Der Einstieg ist auch deshalb so motivierend, weil nicht gleich die alles verschlingende Alienfraktion an die Tür klopft. Man ist in seinem eigenen Sonnensystem lange genug alleine, um die wichtigen Spielmechaniken zu lernen. Man sendet Forschungsschiffe aus, um andere Systeme und bewohnbare Planeten zu entdecken, baut mit Konstruktionsschiffen erste Bergbaustationen, die wichtige Rohstoffe von unwirtlichen Planeten abtragen oder kolonisiert weitere Planeten. Auf die Infrastruktur der besiedelten Planeten muss man natürlich auch ein Auge werfen. Haben die Bürger genügend Nahrung? Sind sie glücklich oder bereit zur Revolte? Man baut Gebäude, um Erträge zu steigern und erschließt neue Orte, vielleicht setzt man auch ein Gouverneur ein, der so einer jungen Welt einen ordentlichen Wachstumsschub geben kann. Der gelungene Einstieg motiviert ungemein!
Tiefer eintauchen
Ohne Forschung geht in Stellaris nichts und so beackert man die drei Felder Physik-, Sozial- und Ingenieurs-Technologie, am besten noch mit einem eingestellten Forscher, der bringt Boni. Hier finde ich Stellaris etwas unglücklich, da mir die Übersicht, in anderen Spielen oft durch einen Skillbaum dargestellt, fehlt. Ich habe zwar pro Technologie immer unterschiedliche Auswahlen, die von Gebäuden, Waffen, Staatsformen und Diplomatie reichhaltig alles mögliche Abdecken, aber ich kann nicht einsehen, was mich in Zukunft erwartet.

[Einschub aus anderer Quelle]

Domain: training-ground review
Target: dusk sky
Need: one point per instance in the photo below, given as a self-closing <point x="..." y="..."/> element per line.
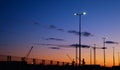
<point x="26" y="22"/>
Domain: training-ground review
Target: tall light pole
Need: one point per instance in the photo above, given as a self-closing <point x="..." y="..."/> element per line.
<point x="104" y="49"/>
<point x="113" y="56"/>
<point x="76" y="14"/>
<point x="118" y="59"/>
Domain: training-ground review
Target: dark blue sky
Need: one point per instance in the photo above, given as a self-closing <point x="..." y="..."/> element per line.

Schwamm drüber, die Missionen und Events manövrieren den Spielspaß wieder auf Lichtgeschwindigkeit. Beides sorgt für ein ungemein lebendiges Universum und damit entfernt sich Stellaris gekonnt von Spielen wie Endless Space, die oft die Lebendigkeit einer Tabellenkalkulation versprühen. Stoßen nämlich die Forschungsschiffe auf neue Systeme, können diese Anomalien aufspüren. Habe ich einen Wissenschaftler an Bord kann dieser je nach Erfahrungsstufe das Unbekannte untersuchen. Wer im trüben fischt, der kann übles zu Tage fördern, oft aber stößt man auf untergegangene Zivilisationen, wertvolle Materialien und Mysterien, die man in einer Missionsreihe weiter erforschen kann. All das unterlegt mit stimmungsvollen Bildern und Texten! Die Missionen und Anomalien sind extrem vielfältig und sorgen für eine enorme Sogwirkung.

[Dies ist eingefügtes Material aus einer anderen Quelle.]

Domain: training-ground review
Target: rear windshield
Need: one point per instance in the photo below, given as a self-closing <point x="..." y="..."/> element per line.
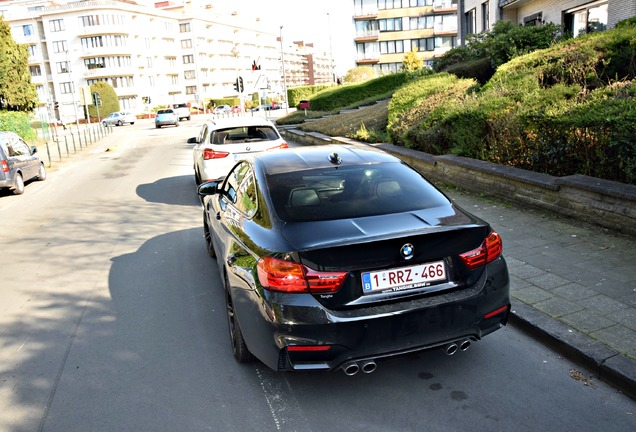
<point x="243" y="134"/>
<point x="351" y="192"/>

Mikromanagement und Schiffsdesigner
Natürlich ist das noch nicht alles! Auf jedem kolonisierten Planeten geht es ins Mikromanagement, denn ansonsten verhungern die Bürger oder man hat zu wenig Credits, um seine Flotte zu bezahlen. Je größer das Reich, umso brutaler schlagen die Fixkosten zu buche. Wer hier nicht aufpasst, dem gehen die einstmals loyalen Bürger auf die Barrikaden. Dazu können die angesprochenen Anführer in Form von Wissenschaftlern, Gouverneuren oder Admirälen, eines natürlichen Todes sterben – ein harter Moment wenn der lieb gewonnene Forscher mit der höchsten Stufe und 89 Jahren, ins Gras beißt. Heißt, man muss für Nachwuchs Sorgen.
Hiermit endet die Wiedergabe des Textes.